3. About $0.11 per box pays for the girls' sale incentives. Badges, cookie credits, stuffed animals, and other swag.
3. The bakers get about $0.84 per box to cover the cost of the cookies.
This info comes directly from my cookie manager guide book. You'll notice that no money goes to the national movement. They get their own grants from places like the United Way. They do high-end fundraising. Why? Because they sponsor research and develop leadership programs. The national movement maintains relationships with international scouting organizations, advises on policy positions, and upholds the legacy of Juliette Gordon Lowe, the founder of American Girl Scouting. They do great work, but the girls aren't pushing cookies to support them. Likewise, cookie sales are voluntary. Troops and girls decide whether or not to participate.
As for the other claims, well, I honestly can't say. "Zero trans fat" is a claim that can be made when there is less than a certain amount of trans fat per serving. It probably is a misnomer. I can't say, I didn't do the science in figuring out that claim. Likewise, I agree that it seems incongruous to have our kids pedaling treats when we're fighting an obesity epidemic. But here's my answer to that: let's use this opportunity not only to teach leadership, goal-setting and entrepreneurship, but also moderation. I see no problem with showing the girls what a serving of Samoas is (three cookies, if you must know), and saying hey - eat healthy, and treat yourself in moderation. A few cookies here and there, well balanced with healthy whole foods (and hopefully a glass of fat-free milk or ice water) can be a great treat. Perhaps that's the model they should learn, not "eat a whole box in one sitting." (Admit it. You've done it. We all have.)
Look, I'm as guilty as the next American when it comes to overindulging. It's a battle I have fought my entire life. I'm working on it. I want to learn to garden, and I want to reduce my family's dependence not only on processed food, but on corporate groceries overall. I want to source local fresh foods, grow some of our own, and really examine what goes on our plates and where it comes from. I also want to look at how far our food has to travel. Why are we getting grapes from Chile in December? Why are my strawberries coming from California, when I know they are in season in Minnesota?

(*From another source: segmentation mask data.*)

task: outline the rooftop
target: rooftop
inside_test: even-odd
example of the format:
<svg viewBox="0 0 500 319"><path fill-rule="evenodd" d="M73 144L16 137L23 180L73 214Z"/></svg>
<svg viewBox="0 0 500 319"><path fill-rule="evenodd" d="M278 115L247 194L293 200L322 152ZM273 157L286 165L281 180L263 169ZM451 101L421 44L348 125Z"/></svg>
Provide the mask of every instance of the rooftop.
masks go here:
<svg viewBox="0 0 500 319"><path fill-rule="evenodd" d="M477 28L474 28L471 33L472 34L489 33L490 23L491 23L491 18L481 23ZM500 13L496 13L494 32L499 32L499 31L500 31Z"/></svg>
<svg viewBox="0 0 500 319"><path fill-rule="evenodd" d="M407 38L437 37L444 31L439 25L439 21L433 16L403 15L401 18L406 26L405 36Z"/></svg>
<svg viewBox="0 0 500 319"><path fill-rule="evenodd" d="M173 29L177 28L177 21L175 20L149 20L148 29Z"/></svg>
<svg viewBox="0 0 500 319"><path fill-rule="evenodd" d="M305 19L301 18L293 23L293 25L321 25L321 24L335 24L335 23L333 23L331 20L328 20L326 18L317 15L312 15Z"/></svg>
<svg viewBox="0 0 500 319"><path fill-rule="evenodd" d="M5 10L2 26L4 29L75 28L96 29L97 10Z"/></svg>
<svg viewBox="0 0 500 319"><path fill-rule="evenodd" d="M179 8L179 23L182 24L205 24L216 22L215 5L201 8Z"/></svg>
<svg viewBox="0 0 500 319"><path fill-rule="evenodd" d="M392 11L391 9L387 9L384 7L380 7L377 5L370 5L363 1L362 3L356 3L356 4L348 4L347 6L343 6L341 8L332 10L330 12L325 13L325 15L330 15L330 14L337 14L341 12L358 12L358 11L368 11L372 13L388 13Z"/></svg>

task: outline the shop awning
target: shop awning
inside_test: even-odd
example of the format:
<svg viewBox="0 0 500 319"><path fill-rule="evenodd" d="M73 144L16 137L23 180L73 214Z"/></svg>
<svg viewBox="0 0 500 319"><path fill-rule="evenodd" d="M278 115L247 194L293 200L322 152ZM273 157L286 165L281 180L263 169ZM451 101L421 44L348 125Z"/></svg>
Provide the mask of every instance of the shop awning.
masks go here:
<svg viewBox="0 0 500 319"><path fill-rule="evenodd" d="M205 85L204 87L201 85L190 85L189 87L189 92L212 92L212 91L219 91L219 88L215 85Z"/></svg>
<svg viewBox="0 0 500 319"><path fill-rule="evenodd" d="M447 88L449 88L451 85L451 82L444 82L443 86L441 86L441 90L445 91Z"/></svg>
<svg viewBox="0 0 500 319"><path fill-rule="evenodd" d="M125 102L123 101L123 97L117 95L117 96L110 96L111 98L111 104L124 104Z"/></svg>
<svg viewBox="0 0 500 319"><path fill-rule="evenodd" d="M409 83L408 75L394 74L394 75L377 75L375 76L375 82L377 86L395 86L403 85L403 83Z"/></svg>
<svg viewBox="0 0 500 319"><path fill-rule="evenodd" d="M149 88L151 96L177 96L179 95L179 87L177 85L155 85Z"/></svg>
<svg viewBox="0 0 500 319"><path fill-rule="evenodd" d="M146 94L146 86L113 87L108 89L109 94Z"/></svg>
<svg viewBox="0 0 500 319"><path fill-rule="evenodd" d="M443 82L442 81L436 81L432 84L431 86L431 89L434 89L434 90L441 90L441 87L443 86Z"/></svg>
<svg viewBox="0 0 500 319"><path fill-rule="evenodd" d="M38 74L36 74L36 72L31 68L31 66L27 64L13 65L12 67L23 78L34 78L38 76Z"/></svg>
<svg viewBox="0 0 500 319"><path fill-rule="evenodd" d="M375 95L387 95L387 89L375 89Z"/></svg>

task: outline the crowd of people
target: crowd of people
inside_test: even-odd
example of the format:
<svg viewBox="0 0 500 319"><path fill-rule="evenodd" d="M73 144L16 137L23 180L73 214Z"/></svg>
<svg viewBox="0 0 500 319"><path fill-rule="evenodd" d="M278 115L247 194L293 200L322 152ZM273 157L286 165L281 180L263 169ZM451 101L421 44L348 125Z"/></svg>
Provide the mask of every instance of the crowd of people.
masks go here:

I'm also realistic enough to know that a big sea change within my family still leaves parts of the shore intact: we will inevitably have occasion to grab fast food; we will certainly have temptations to overcome. But part of being healthy is balancing those things out. Nobody's perfect, not even Jamie Oliver.
But we can all sure as hell do our best.
The Girl Scout Law
I will do my best to be
honest and fair,
friendly and helpful,
considerate and caring,
courageous and strong, and
responsible for what I say and do;
respect myself and others,
use resources wisely,
make the world a better place,
and be a sister to every Girl Scout.